I had a spare Arctic F9 PWM and some Akasa fan mounts sitting on the shelf left over from a recent computer build, so last night I replaced the 80mm exhaust fan with the 92mm Arctic fan. I also removed the top HDD caddy and moved the HDD in its caddy to the top position; I needed to replace the SATA cable as the one fitted was just too short. This has dropped the minimum core temps down to around the 28°C-30°C (82°F-86°F) mark, with running temperatures when surfing the net, reading emails, etc. around the previous minimum temperatures. Overall, I believe I've achieved a 5°C reduction in core temperatures from changing the fan, etc. during normal computer use. But I'm not down to the core temperatures of my XPS 8900.
The first thing I notice is that the Arctic fan is definitely louder. I'd like to confirm that the fan is actually running in PWM mode and not flat out. There's nowhere in the BIOS where I can check this, nor have I found any software to let me read the fan's speed. I've tried running SpeedFan, but not only can't it read the speed of the fans, it can't read the core temperatures correctly, either.
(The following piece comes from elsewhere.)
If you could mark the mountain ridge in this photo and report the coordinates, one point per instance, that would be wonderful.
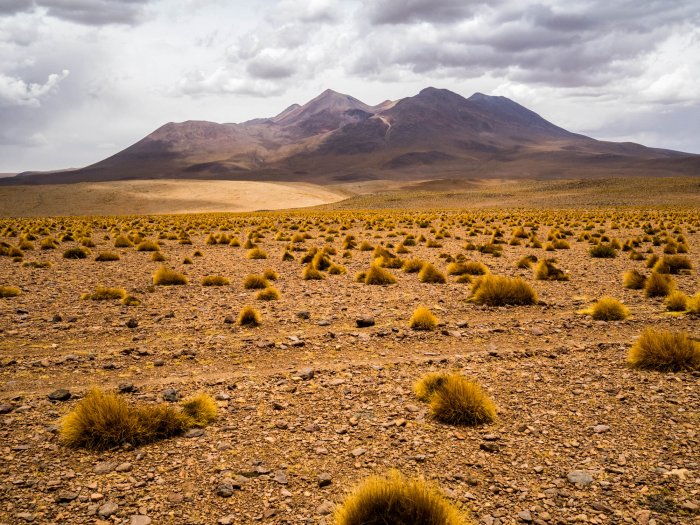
(336, 137)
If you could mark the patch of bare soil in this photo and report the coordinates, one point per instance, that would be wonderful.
(309, 396)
HWMonitor, Speccy and HWiNFO64 all agree, but SpeedFan gives completely different readings. Does anyone know of a software tool that will let me see my fan speeds?
Thanks to purpledrillmonkey, I'll be taking delivery soon of an adaptor to allow me to fit a 120mm fan at the front of the case in the space where the HDD caddy was. The adaptor is costing me £6 and will be made in PETG which is better with heat than PLA. I'll be able to see if this makes things any cooler. I've four spare 120mm fans, three 3-pin and one 4-pin PWM and will be trying one of these in the case.
Living in the UK, my computer doesn't experience the high ambient temperatures that some others do and I'm not a gamer but I'm concerned by the temperatures my XPS-8940 has been reaching. I'm looking at different CPU cooler options and wonder if anyone has fitted the Arctic Freezer i13 X CO in their XPS 8940? It's designed to handle up to 150 W thermal design power (TDP) and the i7-10700 is rated at 65W TDP, so should easily handle it. Also, the installation looks straightforward, with the spacers screwing directly in to the Dell cooler mounting points.